3.2. Solutions and Methods

A 1000 ppm heparin stock solution was created in Milli-Q water, and the plasma of sheep and ELISA heparin kits were used to assess the efficacy and capacity of heparin adsorption by utilizing Equations (6) and (7) in the intestinal mucosa of pigs. This process is documented in a prior article [50].

$$Adsorption efficiency (\%)=\frac{(C_0-C_e)}{C_0}\times 100$$

(6)

$$Adsorption capacity \left(q_e\right)=\frac{(C_0-C_e)}{m}\times V$$

(7)

where C₀ and C_e (mg L^–1) are the initial and equilibrium heparin concentrations (measured with the ELISA kit), V (L) is the volume of the mucosa solution, used for heparin adsorption, and m is the mass of the adsorbent used (g).

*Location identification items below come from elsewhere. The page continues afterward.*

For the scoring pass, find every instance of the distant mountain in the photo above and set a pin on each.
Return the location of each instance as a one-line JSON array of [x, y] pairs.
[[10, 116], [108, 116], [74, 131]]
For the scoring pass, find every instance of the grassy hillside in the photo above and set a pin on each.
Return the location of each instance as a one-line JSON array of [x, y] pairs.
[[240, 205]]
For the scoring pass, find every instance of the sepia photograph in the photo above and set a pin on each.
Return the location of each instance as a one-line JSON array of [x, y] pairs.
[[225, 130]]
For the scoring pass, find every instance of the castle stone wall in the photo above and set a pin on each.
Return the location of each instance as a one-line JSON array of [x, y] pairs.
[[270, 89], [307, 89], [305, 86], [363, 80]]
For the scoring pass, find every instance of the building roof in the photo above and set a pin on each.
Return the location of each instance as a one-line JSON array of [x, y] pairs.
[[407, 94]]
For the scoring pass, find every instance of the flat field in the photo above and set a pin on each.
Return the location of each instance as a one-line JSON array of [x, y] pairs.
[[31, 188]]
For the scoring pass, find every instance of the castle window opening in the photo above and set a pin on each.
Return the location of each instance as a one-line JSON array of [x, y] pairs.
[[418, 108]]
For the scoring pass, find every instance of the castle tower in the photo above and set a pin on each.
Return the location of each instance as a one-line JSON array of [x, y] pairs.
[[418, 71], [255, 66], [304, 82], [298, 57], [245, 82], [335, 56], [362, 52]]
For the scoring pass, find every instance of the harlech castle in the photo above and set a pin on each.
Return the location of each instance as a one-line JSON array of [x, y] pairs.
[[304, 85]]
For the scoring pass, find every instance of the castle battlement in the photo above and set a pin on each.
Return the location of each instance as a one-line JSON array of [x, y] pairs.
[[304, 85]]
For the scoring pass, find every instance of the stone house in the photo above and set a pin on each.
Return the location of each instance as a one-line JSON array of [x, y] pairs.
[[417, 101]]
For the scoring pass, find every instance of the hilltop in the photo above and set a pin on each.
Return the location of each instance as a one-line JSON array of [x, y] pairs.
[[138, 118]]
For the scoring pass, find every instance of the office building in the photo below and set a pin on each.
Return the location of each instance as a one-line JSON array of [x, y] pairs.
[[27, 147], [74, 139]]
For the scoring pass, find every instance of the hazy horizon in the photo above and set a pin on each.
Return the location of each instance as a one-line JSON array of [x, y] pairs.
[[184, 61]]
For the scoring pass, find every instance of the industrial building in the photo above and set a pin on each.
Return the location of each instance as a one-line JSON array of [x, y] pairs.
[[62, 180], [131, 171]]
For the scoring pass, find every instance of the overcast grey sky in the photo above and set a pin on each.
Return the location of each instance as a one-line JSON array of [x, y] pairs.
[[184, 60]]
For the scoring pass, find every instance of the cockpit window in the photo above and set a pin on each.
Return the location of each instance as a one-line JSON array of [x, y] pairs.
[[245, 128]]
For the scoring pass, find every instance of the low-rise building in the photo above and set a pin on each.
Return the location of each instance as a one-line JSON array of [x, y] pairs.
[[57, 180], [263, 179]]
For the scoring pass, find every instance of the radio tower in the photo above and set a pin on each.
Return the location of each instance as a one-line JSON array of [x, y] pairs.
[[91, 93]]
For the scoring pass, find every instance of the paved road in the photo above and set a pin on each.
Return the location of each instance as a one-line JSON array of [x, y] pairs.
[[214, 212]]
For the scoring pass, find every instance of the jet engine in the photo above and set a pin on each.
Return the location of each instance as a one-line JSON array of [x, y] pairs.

To assess the adsorption capabilities of the DE materials, we conducted the following procedure: Initially, 250 mg of the quaternary salts of DE were added to the 25 mL aqueous solutions containing 1000 ppm of heparin sodium. The resulting solutions were placed in an incubator and stirred for 3 h at a temperature of 55 °C. Subsequently, 5 mL of each solution was withdrawn and filtered using a syringe filter, enabling the separation of the supernatant. To measure the concentration of heparin in the supernatant, we employed the methylene-blue-assisted spectrophotometric method. Methylene blue (MB), a cationic metachromatic dye, was utilized due to its specific affinity towards heparin. In this methodology, 1 mL of the heparin solution was mixed with 1 mL of the MB solution (10 mg L⁻¹). After vigorous mixing using a vortex mixer for 10 min, the absorbance of the resulting mixture was measured using a plate reader. The intensity of the band observed at λ_max = 663 nm, corresponding to unbound MB, was recorded. MB forms dimers with heparin, which decreases the concentration of free MB, resulting in a decreased intensity at 663 nm. A pre-plotted standard calibration curve was used to calculate the concentration of heparin after adsorption [12,40,50].

4. Conclusions

In this study, we explored the possibility of recovering heparin using quaternary ammonium-functionalized diatomaceous earth (DE). As far as we know, this is the first instance of positively charged DE being used for heparin recovery. We prepared a number of quaternary ammonium-modified diatomaceous earth and discovered that QDADE was the most effective for heparin recovery, with an adsorption rate of up to 31% from the actual sample. The effective performance of QDADE can be attributed to multiple factors, including its high charge density, reduced hydrophobicity, and the presence of less steric crowding in the vicinity of the adsorption sites of QDADE. The higher charge density ensures stronger electrostatic interactions between QDADE and heparin molecules, facilitating efficiency. The adsorption process was found to follow the pseudo-second-order kinetic model and to be thermodynamically endothermic and feasible. Furthermore, further research on optimizing heparin adhesion was studied by adjusting parameters such as temperature, pH, and dosage.